In light of our resolution of the foregoing issues, we need not address the remaining issues raised by Kentucky National on appeal. The trial court's judgment is reversed, and this cause is remanded for further proceedings consistent with this opinion. Costs of this appeal are taxed to the Gardners, for which execution may issue if necessary.
CRAWFORD, P.J., W.S. and HIGHERS, J., concur.
NOTES
[1] See T.R.C.P. 37.02(C) (authorizing trial court to dismiss action as sanction for party's failure to comply with discovery order).

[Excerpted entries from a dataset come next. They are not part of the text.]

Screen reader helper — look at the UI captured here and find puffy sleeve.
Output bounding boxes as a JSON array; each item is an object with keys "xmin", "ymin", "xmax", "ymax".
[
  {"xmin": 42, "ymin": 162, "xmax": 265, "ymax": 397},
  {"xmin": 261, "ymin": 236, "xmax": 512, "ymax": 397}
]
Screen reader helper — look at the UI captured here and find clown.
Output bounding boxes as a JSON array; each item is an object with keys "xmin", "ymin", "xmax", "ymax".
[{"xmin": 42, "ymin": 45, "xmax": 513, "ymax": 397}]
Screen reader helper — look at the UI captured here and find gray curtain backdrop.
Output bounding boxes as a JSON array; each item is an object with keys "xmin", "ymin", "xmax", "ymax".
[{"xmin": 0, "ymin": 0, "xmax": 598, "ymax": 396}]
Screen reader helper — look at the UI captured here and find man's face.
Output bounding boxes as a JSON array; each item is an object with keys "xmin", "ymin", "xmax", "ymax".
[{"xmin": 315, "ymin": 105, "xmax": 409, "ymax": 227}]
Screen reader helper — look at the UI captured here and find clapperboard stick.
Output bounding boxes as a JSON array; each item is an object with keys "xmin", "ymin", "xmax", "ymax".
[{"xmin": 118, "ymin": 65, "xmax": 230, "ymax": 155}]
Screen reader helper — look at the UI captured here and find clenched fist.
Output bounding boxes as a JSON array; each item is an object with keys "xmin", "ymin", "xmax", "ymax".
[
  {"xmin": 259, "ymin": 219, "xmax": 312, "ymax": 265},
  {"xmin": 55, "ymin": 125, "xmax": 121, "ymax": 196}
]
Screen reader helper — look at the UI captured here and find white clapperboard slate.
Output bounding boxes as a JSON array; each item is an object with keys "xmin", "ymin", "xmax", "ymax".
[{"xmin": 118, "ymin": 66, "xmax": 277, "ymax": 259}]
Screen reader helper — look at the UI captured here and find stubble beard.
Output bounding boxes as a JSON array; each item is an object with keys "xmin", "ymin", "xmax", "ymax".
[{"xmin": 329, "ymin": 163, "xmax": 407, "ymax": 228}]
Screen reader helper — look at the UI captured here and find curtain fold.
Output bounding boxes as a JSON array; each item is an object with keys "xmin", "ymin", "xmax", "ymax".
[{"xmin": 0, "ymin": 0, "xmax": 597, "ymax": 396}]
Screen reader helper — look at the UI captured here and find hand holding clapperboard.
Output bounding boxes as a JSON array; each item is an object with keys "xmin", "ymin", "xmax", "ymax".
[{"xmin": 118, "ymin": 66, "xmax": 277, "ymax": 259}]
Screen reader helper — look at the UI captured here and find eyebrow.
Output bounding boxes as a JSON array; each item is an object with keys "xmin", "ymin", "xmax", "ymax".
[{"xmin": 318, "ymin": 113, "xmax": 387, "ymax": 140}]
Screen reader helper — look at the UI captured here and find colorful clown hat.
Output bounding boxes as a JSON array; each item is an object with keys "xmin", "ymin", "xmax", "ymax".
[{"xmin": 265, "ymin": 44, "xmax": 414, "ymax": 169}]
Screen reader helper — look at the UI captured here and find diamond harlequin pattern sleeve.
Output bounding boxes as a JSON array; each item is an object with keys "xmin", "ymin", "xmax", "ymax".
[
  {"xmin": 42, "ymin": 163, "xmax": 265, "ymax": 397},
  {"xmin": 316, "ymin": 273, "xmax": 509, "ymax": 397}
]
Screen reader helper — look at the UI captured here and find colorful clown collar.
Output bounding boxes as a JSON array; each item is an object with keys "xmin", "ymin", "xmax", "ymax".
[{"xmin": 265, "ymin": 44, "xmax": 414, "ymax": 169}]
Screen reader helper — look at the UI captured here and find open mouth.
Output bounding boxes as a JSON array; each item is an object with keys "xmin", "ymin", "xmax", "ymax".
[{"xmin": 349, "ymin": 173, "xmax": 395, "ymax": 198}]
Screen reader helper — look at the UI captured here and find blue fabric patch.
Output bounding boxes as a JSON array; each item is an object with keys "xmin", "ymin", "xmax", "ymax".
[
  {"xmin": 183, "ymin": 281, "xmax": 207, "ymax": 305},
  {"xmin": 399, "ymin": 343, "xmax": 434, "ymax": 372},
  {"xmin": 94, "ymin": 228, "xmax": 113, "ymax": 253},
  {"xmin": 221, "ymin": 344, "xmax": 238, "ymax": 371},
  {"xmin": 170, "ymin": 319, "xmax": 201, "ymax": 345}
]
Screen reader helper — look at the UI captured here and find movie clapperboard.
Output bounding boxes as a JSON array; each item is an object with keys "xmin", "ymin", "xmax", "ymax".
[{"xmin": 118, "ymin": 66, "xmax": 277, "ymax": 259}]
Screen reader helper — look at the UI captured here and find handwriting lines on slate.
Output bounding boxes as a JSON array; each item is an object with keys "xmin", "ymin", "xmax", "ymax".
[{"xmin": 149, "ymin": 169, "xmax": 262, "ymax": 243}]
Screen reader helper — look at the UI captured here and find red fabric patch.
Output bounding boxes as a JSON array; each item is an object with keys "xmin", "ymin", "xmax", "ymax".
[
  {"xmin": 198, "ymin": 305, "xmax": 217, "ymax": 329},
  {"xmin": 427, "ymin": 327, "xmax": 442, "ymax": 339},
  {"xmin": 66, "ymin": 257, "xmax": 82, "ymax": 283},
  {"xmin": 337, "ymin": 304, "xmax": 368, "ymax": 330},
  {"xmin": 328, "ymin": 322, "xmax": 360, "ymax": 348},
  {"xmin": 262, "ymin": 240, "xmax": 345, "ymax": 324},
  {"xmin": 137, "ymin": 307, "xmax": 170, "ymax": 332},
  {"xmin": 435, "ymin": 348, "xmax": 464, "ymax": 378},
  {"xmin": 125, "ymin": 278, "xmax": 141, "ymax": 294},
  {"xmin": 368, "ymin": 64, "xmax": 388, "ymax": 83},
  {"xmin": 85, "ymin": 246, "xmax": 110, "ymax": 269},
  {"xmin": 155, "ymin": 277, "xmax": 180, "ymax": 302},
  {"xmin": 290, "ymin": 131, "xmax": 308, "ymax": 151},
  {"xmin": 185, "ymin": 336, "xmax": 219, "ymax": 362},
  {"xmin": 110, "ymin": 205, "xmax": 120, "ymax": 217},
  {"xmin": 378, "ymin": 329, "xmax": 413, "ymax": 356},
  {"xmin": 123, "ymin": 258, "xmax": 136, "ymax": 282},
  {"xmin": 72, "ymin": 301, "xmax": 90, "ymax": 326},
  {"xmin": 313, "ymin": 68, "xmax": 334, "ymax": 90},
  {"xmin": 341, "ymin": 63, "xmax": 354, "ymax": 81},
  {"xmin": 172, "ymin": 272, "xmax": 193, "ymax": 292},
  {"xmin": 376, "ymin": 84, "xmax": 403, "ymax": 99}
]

[2] See T.R.C.P. 41.02(3) (providing that, unless otherwise specified, involuntary dismissal operates as adjudication upon merits).
[3] See T.C.A. § 56-7-105(a) (1994) (authorizing trial court to impose penalty of twenty-five percent against insurance carrier which in bad faith refuses to pay covered loss within sixty days after demand).
[4] At trial, Robert Gardner testified that he did not learn of the dismissal of the lawsuit until his present attorney informed him of it. In this regard, however, we must impute the actions and knowledge of the Gardners' previous attorney to the Gardners. Bellar v. Baptist Hosp., Inc., 559 S.W.2d 788, 789 (Tenn.1978); Coleman v. Coleman, 212 Tenn. 258, 369 S.W.2d 557, 560 (1963); Batchelor v. Heiskell, Donelson, Bearman, Adams, Williams & Kirsch, P.C., 828 S.W.2d 388, 394 (Tenn.App.1991); Winstead v. First Tennessee Bank N.A., 709 S.W.2d 627, 632-33 (Tenn.App. 1986).